Жарь дальше — по главным.
Ежели же кто из потомков моих, подлецов, от этого списка отступится или, сволочь, во время не родится и во время же не умрет — ну держись! Прокляну заранее на веки вечные. С небес в папахи плевать буду и коням хвосты ночью на английский манер пообрезаю.
Ну, пиши, пиши. Чего стал?
Илья Фомич.
Гаморкин хитро прищурился на меня.
— А ты, к примеру, знаешь какая у него судбина? Слушай, как мне представляется. Будет у него странная судьба-фортуна. Будет моему пра-правнуку славная смерть на поле битвы. Война Казакии с Японией, только не 1905-го года, вовсе не такая.
И пра-правнука моего переедет Японский миноносец.
— Ну? — спросил я. — Что ты говоришь? Как же это произойдет?
— А так! Очень даже просто. Поплывет он — Илья Фомич, из Ростова в Миусский Округ с донесением. Притомится по пути, перевернется на спинку, а тут его японский миноносец по брюху — черк — и концы. Во-о как! Видал?

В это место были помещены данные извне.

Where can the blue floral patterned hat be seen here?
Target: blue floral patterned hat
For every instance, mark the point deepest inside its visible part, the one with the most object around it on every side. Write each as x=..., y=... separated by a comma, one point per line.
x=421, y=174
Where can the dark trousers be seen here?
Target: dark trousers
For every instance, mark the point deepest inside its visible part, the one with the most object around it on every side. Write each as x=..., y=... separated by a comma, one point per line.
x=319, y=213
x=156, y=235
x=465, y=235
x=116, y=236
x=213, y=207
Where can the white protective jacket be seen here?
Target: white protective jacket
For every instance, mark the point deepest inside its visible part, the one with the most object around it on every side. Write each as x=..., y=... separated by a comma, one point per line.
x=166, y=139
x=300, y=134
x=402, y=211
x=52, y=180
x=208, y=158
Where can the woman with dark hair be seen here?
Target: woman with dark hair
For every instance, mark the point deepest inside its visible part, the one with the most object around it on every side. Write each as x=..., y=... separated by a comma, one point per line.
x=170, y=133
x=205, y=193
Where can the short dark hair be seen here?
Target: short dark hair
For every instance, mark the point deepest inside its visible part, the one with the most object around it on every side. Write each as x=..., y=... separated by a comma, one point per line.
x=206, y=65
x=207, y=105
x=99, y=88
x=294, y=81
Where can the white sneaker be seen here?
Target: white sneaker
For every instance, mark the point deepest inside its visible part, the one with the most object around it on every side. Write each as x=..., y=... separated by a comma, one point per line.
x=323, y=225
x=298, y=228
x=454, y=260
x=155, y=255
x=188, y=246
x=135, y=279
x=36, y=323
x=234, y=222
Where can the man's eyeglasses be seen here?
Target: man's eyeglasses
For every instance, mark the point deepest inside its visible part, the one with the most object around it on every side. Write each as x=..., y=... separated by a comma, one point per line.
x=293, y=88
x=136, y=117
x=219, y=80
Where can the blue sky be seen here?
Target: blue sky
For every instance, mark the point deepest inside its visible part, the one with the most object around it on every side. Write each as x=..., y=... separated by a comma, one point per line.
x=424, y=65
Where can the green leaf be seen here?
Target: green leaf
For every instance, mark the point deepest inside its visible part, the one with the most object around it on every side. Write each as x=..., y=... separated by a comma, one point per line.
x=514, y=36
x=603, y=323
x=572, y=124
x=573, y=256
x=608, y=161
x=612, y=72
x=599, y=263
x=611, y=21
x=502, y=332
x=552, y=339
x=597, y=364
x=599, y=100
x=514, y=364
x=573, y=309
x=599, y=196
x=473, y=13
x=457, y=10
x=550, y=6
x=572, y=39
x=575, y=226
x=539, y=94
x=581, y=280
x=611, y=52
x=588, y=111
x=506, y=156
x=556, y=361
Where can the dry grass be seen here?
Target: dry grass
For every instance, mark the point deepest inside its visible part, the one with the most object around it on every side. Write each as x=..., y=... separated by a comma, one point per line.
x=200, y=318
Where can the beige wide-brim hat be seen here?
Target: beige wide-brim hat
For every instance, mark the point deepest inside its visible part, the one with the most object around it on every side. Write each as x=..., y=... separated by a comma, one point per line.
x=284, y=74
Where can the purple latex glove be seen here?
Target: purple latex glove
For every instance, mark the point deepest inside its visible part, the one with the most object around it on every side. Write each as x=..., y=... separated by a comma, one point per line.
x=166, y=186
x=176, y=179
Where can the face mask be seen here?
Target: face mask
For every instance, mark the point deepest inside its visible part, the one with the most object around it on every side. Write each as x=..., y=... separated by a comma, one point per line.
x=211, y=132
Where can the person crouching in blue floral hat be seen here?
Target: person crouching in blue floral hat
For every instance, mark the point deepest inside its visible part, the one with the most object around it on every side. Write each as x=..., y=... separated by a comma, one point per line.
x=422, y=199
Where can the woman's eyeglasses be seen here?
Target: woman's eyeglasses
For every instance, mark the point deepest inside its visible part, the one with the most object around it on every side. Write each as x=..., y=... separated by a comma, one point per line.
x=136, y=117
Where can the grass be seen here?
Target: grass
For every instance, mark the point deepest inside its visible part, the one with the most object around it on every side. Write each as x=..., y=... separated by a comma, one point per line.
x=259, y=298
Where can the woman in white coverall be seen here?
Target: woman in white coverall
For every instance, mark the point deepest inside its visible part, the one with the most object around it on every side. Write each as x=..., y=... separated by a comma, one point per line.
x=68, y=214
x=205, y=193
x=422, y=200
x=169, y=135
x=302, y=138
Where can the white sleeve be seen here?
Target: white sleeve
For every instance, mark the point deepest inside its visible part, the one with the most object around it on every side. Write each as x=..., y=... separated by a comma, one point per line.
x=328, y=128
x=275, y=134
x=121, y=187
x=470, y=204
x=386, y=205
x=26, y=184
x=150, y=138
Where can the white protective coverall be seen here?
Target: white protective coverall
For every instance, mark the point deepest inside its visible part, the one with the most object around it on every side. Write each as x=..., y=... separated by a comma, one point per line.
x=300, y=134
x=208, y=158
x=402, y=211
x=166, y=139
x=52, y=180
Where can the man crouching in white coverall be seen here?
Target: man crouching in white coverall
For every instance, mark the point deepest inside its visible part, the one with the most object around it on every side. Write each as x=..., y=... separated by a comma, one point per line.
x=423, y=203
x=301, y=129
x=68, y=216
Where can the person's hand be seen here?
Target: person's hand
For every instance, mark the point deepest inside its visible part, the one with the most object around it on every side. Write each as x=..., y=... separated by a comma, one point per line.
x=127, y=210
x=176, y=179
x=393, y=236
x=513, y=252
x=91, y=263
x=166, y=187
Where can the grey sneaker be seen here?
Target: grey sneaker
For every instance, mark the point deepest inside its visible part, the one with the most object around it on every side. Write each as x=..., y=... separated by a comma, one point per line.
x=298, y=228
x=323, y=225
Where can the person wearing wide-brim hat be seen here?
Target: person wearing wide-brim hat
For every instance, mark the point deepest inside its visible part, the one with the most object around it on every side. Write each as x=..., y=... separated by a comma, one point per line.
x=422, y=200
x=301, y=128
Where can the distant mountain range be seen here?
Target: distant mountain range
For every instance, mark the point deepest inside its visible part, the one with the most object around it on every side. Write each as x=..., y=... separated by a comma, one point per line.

— Да-а! Замечательно, — увлекаясь нехитрой фантазией Гаморкина, восторгался я. Иван Ильич даже жизнями чужими жил.
— А дальше?
— Погиб. Так с кожанной сумочкой, которая у него за шею привязана будет, с донесением, значит, и пойдет ко дну — раков кормить. Пузырей несколько пустит наружу для приличия и — крышка.
Ну так! Пиши еще.
Илья Ильич и его сын
Иван Ильич…
Гаморкин неожиданно замолчал и сильно задумался. Нас порядком потряхивало на подводе и в тетрадке у меня получились ужасные каракули. Я думаю, что сам бы черт ничего не разобрал бы в ней. Цыгаркой я ее прожег в нескольких местах. И вот лежит она сейчас передо мной старая, старая, измятая вся, и смотрят на меня и на свет Божий, все эти: Ильи Ильичи, Фомы Фомичи и, даже, баба чем-то знаменитая (потом-то я узнал) Айседора Стрелопонтовна.

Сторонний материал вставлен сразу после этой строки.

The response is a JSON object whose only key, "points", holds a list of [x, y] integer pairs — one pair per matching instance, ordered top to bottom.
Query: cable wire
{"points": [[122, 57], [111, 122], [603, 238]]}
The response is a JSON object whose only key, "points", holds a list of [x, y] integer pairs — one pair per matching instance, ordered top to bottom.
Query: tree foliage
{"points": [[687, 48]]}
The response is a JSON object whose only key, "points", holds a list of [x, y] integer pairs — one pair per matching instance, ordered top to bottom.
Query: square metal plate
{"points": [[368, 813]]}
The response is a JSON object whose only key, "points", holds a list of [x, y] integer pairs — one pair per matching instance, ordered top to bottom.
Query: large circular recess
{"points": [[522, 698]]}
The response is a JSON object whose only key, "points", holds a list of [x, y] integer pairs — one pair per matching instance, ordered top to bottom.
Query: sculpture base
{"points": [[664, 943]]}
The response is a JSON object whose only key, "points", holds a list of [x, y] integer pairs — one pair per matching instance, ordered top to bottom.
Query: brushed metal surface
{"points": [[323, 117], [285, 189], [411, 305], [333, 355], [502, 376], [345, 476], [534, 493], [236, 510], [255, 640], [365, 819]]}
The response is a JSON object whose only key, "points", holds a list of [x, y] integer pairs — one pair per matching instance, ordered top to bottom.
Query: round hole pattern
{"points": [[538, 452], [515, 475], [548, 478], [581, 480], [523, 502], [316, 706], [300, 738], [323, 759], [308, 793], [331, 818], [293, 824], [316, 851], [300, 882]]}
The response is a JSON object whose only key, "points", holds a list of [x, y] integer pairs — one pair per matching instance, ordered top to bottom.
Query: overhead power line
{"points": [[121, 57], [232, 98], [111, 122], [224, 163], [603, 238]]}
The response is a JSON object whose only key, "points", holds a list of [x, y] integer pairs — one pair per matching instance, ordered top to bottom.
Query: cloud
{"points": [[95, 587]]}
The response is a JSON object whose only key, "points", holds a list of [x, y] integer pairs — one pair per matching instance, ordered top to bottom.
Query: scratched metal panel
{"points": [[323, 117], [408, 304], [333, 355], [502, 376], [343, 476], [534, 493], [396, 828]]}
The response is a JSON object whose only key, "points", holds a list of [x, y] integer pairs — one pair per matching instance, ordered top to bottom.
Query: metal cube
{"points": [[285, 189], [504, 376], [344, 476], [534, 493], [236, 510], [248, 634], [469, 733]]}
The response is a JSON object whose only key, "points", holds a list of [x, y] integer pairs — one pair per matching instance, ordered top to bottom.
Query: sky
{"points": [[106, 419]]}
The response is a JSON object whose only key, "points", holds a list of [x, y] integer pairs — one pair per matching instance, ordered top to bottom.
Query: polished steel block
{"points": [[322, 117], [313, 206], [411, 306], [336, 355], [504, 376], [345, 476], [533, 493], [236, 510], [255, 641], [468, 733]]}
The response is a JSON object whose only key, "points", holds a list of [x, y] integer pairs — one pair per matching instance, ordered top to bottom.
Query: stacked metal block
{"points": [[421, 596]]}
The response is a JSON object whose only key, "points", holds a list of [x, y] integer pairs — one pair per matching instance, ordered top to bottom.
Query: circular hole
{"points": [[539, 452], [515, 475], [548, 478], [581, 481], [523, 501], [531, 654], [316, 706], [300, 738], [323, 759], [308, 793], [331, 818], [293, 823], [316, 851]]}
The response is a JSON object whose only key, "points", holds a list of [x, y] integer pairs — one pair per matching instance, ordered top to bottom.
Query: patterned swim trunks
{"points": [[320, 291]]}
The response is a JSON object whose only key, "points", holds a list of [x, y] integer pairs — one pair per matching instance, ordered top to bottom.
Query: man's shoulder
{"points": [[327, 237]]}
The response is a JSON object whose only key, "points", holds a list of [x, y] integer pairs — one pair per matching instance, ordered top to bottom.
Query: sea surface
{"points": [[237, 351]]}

Есаул, что сбоку ехал, помню засмеялся.
— Один брешет, а другой записывает!
Что-ж, пусть и наш люд казачий почитает. Конечно, Иван Ильич много от себя прибавил, может быть и я что приписал — много ли в этом греха? Кому не нравится — отложи книжку в сторону, да и хвост трубой или морковкой, на легком катере.

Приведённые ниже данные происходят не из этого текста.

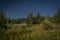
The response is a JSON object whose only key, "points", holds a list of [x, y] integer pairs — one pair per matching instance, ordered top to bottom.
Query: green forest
{"points": [[36, 27]]}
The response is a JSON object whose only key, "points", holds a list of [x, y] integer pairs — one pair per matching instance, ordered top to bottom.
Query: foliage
{"points": [[57, 16], [30, 18]]}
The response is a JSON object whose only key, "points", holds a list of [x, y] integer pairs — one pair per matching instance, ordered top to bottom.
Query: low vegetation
{"points": [[31, 28]]}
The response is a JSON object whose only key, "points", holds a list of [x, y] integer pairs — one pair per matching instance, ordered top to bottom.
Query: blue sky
{"points": [[21, 8]]}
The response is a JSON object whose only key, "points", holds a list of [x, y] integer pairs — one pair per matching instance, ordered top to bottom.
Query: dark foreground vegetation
{"points": [[30, 28]]}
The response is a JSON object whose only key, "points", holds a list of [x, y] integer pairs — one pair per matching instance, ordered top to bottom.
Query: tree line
{"points": [[30, 19]]}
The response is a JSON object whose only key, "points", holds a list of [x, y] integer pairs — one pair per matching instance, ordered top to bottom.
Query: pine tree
{"points": [[57, 16], [2, 18], [30, 18]]}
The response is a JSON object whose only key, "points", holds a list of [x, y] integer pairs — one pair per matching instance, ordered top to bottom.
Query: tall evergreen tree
{"points": [[57, 16], [2, 18], [30, 18]]}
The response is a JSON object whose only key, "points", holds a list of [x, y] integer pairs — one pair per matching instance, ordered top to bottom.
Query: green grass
{"points": [[22, 32]]}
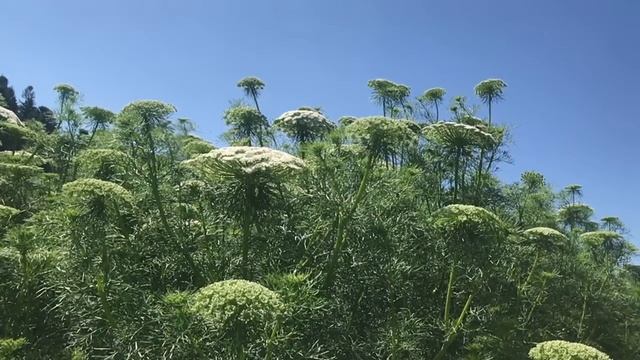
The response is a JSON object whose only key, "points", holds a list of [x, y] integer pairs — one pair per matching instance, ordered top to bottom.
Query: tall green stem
{"points": [[344, 221], [447, 304], [454, 331]]}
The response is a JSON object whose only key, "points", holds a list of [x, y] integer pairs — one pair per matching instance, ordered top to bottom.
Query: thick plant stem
{"points": [[456, 175], [154, 183], [344, 221], [246, 237], [533, 268], [447, 305], [582, 316], [453, 332], [272, 339]]}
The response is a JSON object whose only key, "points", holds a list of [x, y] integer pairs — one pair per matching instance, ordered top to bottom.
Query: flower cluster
{"points": [[303, 125], [458, 135], [383, 136], [193, 145], [21, 157], [248, 160], [101, 163], [90, 189], [6, 213], [459, 216], [471, 233], [546, 236], [599, 238], [232, 303], [564, 350]]}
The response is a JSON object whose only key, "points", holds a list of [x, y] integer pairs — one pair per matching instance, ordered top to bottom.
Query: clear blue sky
{"points": [[573, 67]]}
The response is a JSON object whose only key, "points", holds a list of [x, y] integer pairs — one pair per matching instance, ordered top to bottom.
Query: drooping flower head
{"points": [[490, 89], [304, 125], [458, 135], [13, 136], [383, 136], [193, 146], [21, 157], [247, 160], [103, 164], [94, 194], [7, 213], [470, 232], [545, 237], [608, 243], [239, 307], [564, 350]]}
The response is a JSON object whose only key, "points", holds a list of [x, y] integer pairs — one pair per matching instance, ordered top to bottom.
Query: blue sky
{"points": [[573, 67]]}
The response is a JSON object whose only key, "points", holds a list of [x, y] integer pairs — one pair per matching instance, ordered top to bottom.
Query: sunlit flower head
{"points": [[248, 160], [564, 350]]}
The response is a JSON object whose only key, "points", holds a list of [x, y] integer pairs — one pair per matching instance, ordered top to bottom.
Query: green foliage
{"points": [[490, 90], [246, 124], [304, 125], [382, 136], [13, 137], [193, 146], [103, 164], [546, 238], [392, 239], [237, 304], [8, 347], [564, 350]]}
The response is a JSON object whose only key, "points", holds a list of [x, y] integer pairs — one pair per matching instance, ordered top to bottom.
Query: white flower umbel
{"points": [[303, 125], [457, 134], [248, 160], [564, 350]]}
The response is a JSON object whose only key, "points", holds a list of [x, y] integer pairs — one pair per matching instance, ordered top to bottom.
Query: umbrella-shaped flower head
{"points": [[304, 125], [458, 135], [383, 136], [247, 160], [104, 164], [92, 192], [469, 232], [545, 237], [239, 307], [564, 350]]}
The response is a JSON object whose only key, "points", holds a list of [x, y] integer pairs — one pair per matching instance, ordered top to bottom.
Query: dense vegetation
{"points": [[126, 236]]}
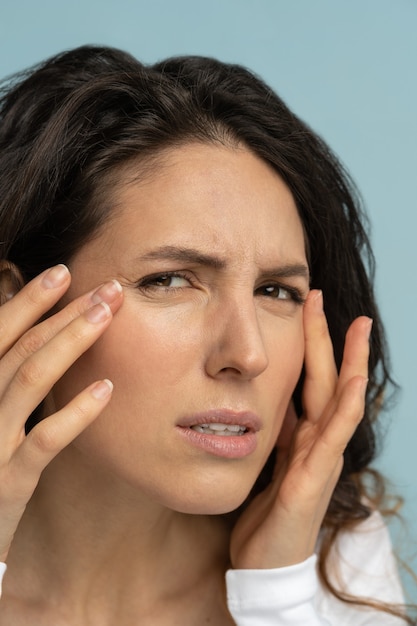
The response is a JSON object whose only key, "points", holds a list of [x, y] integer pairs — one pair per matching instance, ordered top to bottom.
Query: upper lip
{"points": [[247, 419]]}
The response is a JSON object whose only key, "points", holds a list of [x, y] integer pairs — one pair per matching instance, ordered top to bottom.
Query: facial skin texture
{"points": [[215, 337]]}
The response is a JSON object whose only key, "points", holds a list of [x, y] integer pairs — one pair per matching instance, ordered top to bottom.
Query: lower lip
{"points": [[229, 447]]}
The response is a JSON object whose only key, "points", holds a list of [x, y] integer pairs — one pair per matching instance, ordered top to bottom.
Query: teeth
{"points": [[222, 430]]}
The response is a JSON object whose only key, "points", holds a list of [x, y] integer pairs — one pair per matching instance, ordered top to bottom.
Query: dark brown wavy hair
{"points": [[69, 126]]}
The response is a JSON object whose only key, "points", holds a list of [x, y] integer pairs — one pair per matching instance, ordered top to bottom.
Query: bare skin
{"points": [[110, 540]]}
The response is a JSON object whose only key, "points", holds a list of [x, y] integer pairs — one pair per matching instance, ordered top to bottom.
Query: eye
{"points": [[168, 280], [280, 292]]}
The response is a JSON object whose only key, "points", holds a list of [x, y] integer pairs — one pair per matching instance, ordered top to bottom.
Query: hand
{"points": [[33, 358], [280, 527]]}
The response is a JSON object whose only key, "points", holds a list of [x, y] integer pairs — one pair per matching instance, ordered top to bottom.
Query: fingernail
{"points": [[55, 277], [107, 292], [318, 300], [98, 313], [369, 327], [102, 389]]}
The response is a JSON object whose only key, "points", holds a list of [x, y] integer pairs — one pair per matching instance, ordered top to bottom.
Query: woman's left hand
{"points": [[281, 526]]}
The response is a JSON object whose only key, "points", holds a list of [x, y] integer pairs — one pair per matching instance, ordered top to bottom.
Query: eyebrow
{"points": [[196, 257]]}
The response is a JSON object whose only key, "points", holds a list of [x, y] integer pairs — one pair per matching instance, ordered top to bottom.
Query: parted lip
{"points": [[246, 419]]}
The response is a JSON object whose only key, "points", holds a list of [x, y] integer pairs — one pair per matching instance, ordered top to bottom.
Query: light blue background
{"points": [[349, 68]]}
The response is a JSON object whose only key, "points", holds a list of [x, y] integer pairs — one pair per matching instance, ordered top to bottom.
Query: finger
{"points": [[28, 305], [38, 336], [320, 369], [35, 377], [288, 427], [335, 433], [53, 434]]}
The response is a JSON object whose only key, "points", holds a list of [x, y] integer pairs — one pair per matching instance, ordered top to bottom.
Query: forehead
{"points": [[212, 197]]}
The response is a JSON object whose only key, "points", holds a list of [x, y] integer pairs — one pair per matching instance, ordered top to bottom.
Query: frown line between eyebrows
{"points": [[193, 256]]}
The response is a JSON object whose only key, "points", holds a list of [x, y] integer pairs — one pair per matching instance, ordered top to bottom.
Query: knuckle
{"points": [[29, 343], [29, 373], [43, 438]]}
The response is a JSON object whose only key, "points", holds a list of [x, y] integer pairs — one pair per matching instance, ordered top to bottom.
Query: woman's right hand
{"points": [[33, 356]]}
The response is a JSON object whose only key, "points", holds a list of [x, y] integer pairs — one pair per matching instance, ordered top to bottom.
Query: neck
{"points": [[89, 538]]}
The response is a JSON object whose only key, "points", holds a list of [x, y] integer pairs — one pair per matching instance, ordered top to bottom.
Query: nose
{"points": [[237, 347]]}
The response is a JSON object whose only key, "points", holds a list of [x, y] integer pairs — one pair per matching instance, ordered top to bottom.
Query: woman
{"points": [[203, 226]]}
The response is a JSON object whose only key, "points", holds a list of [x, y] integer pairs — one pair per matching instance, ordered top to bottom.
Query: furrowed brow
{"points": [[184, 255], [290, 270]]}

Все это, в конце концов, не важно. А вот лучше, что я скажу. Когда пишу от руки, вроде я свое писание узнаю, а как напечатают его — оно сразу как не мое станет. Не узнаю. Даже если спросят:
— Кто писал?
Не знаю, скажу, но только не я. Не я, и все тут.
Во-первых, я карандашиком-огрызком и очень неразборчиво, а тут и буквы другие и краска типографическая. Речи о чистописании не имеется. У меня, к примеру, и кляксы, взять хотя бы эту — финтифлюшкой; во многих местах прокурено, видать, что человек много думал и много старался, а напечатанное — чисто, ровно и, даже, как-то черезчур легкомысленно получается. Хотя мыслей внесено, надо вам сказать, ежели вы сами не рассмотрели, — бездна. Так и просятся наружу. И не одна, вот что занятно, далеко не одна. Ворох мыслей. Да-а, замечательно. А как напечатают — чужое для меня станет.
— Но ты, скажут, составлял, так твою, этак…
— Нет, — скажу я, — не знаю, кто составлял. Казак я станицы общеизвестной, и хутора непорочного, а насчет чего прочего — прощенья просим.